Meme Flow Between Tulpas

In certain contexts, there will be unidirectional or bidirectional memetic flow between the tulpa of your friend and her adjacent tulpas.

So, your tulpa of your friend is regularly updated not only by real world interactions with her, but also by that tulpa's interaction with other tulpas within your mind. If you haven't seen your friend for a while in order to update your tulpa of her, it may be almost entirely replaced by memes from adjacent tulpas.

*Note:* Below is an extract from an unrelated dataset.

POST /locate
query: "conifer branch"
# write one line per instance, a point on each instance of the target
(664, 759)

Stereotype tulpas are updated not only by information received from other people and by real world interaction with members of the stereotyped groups, but also by the behavior of your tulpas of members of those groups within your mind.

Status And Relationships In Your Tulpa Ecosystem

[ todo: write about the coalitions, feuds, status, prestige, etc. ]

Self-esteem is the reputation of the tulpa with which you identify the most at a given moment.

The Dangers Of Tulpamancy

Here's a warning about tulpas from an anonymous contemporary occultist:

"It's a pretty sweet deal, except that you're enslaving a portion of your own soul which will later try to kill you."

Will later try to kill you? What's up with that?

Introducing a tulpa into your ecosystem is analogous to introducing a new member into a tribe. The new member will attempt to raise its status, and perhaps try to become the leader of the tribe. Depending on how your specific mental tribe functions, this may be a hostile takeover at the end of which your self (the tulpa with which you most closely identify) will lose status and may even be banished entirely.